Вечная проблема выбора, три пути, три варианта: отказ от действия, противодействие и смирение. Встряхнувшись, я встала. Хватит, надоело, надоело бояться, надоело решать головоломные загадки, надоело размышлять о богах и их слугах. Там на улице нормальная, реальная жизнь, туда я и отправлюсь. Кто знает, может, мне и не придется ничего решать.

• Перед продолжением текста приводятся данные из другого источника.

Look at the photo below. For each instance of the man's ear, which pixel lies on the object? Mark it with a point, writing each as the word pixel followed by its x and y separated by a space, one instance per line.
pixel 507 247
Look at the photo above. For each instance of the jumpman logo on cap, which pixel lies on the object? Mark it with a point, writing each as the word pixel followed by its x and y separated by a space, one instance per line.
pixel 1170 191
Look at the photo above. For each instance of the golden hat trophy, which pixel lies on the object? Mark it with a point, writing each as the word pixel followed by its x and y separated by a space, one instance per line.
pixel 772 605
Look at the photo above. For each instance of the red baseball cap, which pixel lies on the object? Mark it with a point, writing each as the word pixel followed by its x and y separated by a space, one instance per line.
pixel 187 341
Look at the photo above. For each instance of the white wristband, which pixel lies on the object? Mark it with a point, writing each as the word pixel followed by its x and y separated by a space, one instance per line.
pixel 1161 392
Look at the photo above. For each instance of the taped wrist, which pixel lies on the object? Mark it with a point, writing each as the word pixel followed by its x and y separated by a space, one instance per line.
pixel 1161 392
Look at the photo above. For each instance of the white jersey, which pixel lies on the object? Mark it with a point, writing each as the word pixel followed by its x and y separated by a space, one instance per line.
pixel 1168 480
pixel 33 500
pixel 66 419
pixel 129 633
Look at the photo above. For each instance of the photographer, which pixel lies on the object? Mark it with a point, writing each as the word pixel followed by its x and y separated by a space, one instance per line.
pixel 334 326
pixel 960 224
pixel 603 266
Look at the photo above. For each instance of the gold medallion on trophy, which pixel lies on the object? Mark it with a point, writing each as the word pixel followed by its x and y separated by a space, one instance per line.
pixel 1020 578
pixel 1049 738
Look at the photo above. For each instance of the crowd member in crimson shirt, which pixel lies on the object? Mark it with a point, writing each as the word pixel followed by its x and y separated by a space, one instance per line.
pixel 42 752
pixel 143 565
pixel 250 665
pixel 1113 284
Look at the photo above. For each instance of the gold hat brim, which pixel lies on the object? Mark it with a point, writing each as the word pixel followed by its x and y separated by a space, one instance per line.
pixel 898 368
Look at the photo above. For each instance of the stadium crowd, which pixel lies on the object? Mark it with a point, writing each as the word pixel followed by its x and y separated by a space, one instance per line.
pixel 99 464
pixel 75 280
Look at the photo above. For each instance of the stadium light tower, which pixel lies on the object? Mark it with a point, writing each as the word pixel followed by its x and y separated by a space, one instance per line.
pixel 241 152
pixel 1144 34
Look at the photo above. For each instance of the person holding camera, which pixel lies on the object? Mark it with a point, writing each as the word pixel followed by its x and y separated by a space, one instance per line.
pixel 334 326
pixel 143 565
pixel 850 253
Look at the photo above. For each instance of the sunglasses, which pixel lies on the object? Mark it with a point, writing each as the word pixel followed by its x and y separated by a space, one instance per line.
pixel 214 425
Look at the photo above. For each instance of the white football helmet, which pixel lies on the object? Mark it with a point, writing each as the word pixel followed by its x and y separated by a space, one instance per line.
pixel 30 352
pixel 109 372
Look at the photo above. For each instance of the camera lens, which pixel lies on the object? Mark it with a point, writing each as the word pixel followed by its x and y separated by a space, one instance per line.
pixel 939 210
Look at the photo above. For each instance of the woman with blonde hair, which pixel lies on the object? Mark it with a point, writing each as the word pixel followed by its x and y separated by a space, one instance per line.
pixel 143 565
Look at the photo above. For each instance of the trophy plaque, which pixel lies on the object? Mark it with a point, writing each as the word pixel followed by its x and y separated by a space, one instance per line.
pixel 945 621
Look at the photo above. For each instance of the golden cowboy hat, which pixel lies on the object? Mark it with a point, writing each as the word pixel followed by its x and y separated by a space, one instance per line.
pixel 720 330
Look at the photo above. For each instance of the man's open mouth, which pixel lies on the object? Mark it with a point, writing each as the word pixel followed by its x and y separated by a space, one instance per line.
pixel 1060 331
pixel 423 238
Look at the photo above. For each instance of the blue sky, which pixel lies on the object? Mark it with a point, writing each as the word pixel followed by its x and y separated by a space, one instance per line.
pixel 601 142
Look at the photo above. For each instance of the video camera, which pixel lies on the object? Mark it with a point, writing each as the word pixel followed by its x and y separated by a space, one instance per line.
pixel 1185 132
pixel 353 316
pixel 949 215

Несмотря на попытку выбросить все это из головы, мысли теснились, жужжали и роились, отвлекая меня от происходящего вокруг. Улица жила своей до боли привычной жизнью, люди спешили по своим делам, не мучаясь никакими космическими проблемами. Я чувствовала, как на меня наваливалось удушающее чувство одиночества, оторванности, мне захотелось забыть все, всю эту безумную информацию, так головокружительно свалившуюся на меня. Сладкая фантазия окутывала меня: вот я иду вместе со всеми, мне все улыбаются, что-то говорят, зовут куда-то, и я чувствую себя частью этой чудесной, удивительной толпы, влекущей меня туда, где не надо мучиться сомнениями, туда, где не надо принимать никаких решений. Я чувствовала неизъяснимое блаженство, я больше не испытывала вины, и они, они на меня не сердились, опутывая меня все сильнее и сильнее теплом и благожелательностью. Весь ужас последних дней промелькнул кадрами забытого кино, готовый исчезнуть, испариться, оставив после себя легкую дымку недоумения.
«Еще немного — и все кончится», — с облегчением подумала я, вспомнив притчу о блудном сыне, вернувшемся в родное гнездо.
Вдруг я почувствовала, как кто-то легонько дотронулся до моего плеча. Несмотря на легкость прикосновения, я вздрогнула и обернулась. Передо мной стоял мужчина неопределенной наружности, невысокий и худощавый, в надвинутой на лоб шляпе, скрывающей его глаза. Что-то в его невыразительной внешности показалось мне неуловимо знакомым. В руке он держал лист бумаги, свернутый вчетверо.